The City of Camden has a long history of brickmaking and now visitors to Historic Camden will be able to get their hands and feet muddy making bricks at the new colonial brickyard. The brickyard is just the first step in a series of trade and horticultural hands-on exhibits designed to understand, interpret and demonstrate the tools and manufacturing processes used within the context of an 18th century non-plantation, semi-subsistence society like the colonial town of Camden. Colonel Camden was the only multi-functioning, South Carolina, inland settlement during the Colonial period.
Hand-making bricks is just the beginning of the story for visitors to the brickyard. The brickyard will be hosting all kinds of interesting hands-on workshops, starting in early July, with a 2-day fun “Do it Yourself” workshop on how to build an 18th century wood-fired earthen oven. Great for making pizza! The brickyard will also be available on Friday evenings for fun social and team building events.

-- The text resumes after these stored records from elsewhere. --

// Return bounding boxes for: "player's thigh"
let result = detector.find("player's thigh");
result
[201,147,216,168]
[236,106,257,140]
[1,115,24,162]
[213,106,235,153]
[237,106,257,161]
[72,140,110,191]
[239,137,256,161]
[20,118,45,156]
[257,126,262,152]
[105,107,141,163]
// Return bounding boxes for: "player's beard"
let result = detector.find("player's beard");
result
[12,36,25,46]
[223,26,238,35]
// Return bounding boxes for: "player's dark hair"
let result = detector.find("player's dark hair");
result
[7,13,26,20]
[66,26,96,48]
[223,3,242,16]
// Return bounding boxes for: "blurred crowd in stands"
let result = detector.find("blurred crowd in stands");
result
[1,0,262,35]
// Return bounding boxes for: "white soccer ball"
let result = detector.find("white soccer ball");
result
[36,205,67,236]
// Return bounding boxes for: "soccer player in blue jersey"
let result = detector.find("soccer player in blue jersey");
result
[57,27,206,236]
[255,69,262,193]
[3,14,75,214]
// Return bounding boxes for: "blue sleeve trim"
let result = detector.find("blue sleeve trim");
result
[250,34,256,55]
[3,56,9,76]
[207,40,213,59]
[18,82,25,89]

Visitors to the new colonial brickyard this summer will also have an opportunity see how relevant the past is to properly train young men and women for the future. Journeyman Richard French has spent more than twenty years working as a highly paid refractory mason, working all over North America. This summer French will be spending six weeks at Historic Camden’s new colonial brickyard passing along his knowledge of bricklaying and refractory masonry to young men and women taking their first steps as apprentice bricklayers.

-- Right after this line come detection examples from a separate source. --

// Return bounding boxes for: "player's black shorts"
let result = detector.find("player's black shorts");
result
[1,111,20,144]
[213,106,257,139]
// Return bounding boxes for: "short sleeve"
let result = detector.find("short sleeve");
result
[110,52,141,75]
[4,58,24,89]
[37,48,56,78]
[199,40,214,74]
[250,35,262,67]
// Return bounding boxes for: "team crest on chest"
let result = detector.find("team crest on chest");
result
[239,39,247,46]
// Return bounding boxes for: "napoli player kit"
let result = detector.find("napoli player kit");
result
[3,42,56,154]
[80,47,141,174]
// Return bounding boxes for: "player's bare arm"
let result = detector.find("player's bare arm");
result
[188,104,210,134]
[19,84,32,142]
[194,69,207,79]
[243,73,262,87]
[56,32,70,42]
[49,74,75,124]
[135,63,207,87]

As French explained on a recent visit to Historic Camden, “Bricklaying and refractory masonry are ancient professions passed down from one generation to another through a formal apprenticeship. The basic bricklaying skills I learned at the International Masonry Institute over 20-years ago and am now passing on to a new generation of bricklayers are the same skills taught over 250 years ago in colonial Camden.
French feels the advantage of a 21st century pre-apprentice bricklayers program being taught at Historic Camden’s new colonial brickyard, is that student will be exposed to the history and fundamentals of brickmaking, bricklaying and refractory masonry in its purest form. Something he wished he had experienced as a young apprentice.
The pre-apprentice readiness training program was created by Historic Camden to provide underemployed and unemployed young men and women, that have graduated from youth development programs like “YouthBuild”, with the opportunity to work for large commercial and industrial companies as apprentice bricklayers or certified support labor at a living wage with ample opportunity for advancement within those companies.
The new colonial brickyard is just the first step in a series of trade and horticultural hands-on exhibits coming to Historic Camden. For example, in the near future, a portion of the Bradley house will be transformed into an 18th century potworks throwing room displaying a working reproduction of an 18th century Staffordshire potter’s wheel, that would have been used by John Bartlam, a Staffordshire master potter from England. Bartlam moved to Camden in 1772 and was the first potter in Colonial America to manufacture porcelain.
Demonstration and workshops will be offered by Marti Wallace, a local Camden art teacher and potter. And with the help our new colonial brickyard pre-apprentice masonry students we will be building a reproduction of an 18th century bottle kiln which would have been used by John Bartlam to wood-fire is pottery.